Frahm noted that SARS-CoV-2 infections are rising in so-called low- and middle-income countries, making low-cost approaches critical for ensuring global vaccine access. Her group is working to overcome hurdles such as cost and the need to store many vaccines in refrigerators and freezers en route to communities.

“Our goal is sustainability rather than speed” to ensure that people in low-resource areas can get vaccinated, she said.

The final challenge then becomes balancing vaccine uptake—the number of people who can and choose to get vaccinated—with the effectiveness of the vaccines themselves, the speakers said.

Although an ideal vaccine would be 99 percent effective against the virus, one with less potency could still make a huge advance in the fight, said Barouch.

“Even 60 to 70 percent effectiveness could achieve herd immunity and stop the pandemic,” he said.

Public health officials could supplement a lower-efficacy vaccine with other prevention methods to maximize community protection, added Baden.

But the math only works if enough people get the vaccine, speakers said.

“Uptake matters,” said Baden. “Even if we have a 90 percent effective vaccine but only 30 or 40 or 50 percent of people use it, we still have a problem.”

Although some people cannot get vaccinated or decide not to, there are opportunities to address the concerns of those still on the fence, said Ojikutu.

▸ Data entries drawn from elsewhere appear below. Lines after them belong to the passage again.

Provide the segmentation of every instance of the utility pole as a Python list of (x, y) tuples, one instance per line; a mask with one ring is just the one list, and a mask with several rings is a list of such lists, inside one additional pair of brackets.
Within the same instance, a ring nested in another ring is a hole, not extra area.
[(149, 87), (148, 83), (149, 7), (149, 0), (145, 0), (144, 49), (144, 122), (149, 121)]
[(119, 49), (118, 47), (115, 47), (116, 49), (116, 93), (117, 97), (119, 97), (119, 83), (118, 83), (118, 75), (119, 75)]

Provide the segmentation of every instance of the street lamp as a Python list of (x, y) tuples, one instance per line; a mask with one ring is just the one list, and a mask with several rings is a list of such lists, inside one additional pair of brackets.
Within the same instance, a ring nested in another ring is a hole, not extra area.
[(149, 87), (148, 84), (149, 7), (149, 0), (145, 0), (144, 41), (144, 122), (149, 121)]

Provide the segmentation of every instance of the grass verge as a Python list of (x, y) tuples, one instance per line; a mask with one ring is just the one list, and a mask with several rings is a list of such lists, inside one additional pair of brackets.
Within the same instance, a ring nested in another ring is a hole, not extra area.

“There’s room [to intervene] where people are unsure,” she said.

The road ahead

As vaccine development races onward, researchers are addressing the uncertainties that arise.

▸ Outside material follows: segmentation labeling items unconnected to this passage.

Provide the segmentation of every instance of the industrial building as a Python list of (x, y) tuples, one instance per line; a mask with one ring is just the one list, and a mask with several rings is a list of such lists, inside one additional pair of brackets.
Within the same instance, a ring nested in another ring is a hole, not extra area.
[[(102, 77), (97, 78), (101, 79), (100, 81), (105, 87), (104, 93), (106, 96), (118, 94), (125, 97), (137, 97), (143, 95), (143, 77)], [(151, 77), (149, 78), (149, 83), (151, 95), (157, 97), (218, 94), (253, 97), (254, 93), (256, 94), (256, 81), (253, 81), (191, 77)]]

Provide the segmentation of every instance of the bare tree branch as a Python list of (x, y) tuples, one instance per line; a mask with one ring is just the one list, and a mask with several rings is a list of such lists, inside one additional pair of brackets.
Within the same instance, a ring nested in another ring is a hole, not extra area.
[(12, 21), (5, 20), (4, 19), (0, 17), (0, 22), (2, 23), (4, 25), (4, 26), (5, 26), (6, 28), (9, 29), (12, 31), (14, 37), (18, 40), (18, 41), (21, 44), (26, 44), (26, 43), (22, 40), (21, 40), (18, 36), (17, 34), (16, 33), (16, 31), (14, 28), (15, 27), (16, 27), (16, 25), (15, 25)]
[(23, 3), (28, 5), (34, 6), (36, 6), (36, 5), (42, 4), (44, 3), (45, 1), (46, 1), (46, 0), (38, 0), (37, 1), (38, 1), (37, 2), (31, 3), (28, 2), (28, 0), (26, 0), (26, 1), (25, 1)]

At the top of people’s minds is the question of what defines a “successful” vaccine strategy.

“Is our goal to prevent COVID illness?” asked Baden. Is it to reduce illness severity? To reduce death? To prevent infection? All of the above? More? “There are different ways to determine success,” he said.

Other questions abound:

  • Does natural immunity, acquired after SARS-CoV-2 infection, protect against reinfection?
  • Will vaccines also induce immunity? If so, what biological mechanisms will they invoke? Will different vaccine platforms work in the same way?
  • How long will a vaccine dose be effective? Will SARS-CoV-2 develop different strains, requiring a strategy akin to the seasonal flu vaccine?
  • Does a particular vaccine work differently in different populations? Will different age groups require different doses?
  • Since antibodies against SARS-CoV-2 appear to diminish after infection or illness, does that mean they continue to dwindle? Does it mean a vaccine would also quickly wear off?

That last question, at least, has a hopeful answer: A decline in antibodies is normal in the first few months after many types of infections, said Barouch.

The issue is whether SARS-CoV-2 antibodies stabilize after the initial drop and whether those remaining antibodies last a long time, he said.

“That is critical information we don’t yet have,” he said.

As these and other uncertainties swirl, it’s important to remember that “we are only months into knowing this virus,” said Baden. “Our understanding of the biology and the durability of the biology will take time.”

“There is cause for optimism, yet it must be tempered with caution,” said Daley. “Long-term, a vaccine is our best chance for ending the pandemic, but it’s unlikely to be a silver bullet for the disease itself.”

Those engaged in the fight against SARS-CoV-2 can learn from the successes and failures of past vaccines as well as from vaccine uptake campaigns, the speakers said.

In closing, Bruce Walker, faculty co-leader of MassCPR and the Phillip T. and Susan M. Ragon Professor of Medicine at HMS, reminded attendees that although treatments and vaccines offer the greatest hope for conquering COVID-19, people do not need to wait for study completion to protect themselves and others from the disease.

“There is a way to prevent infection now, today,” he said, “and that is to wear masks.”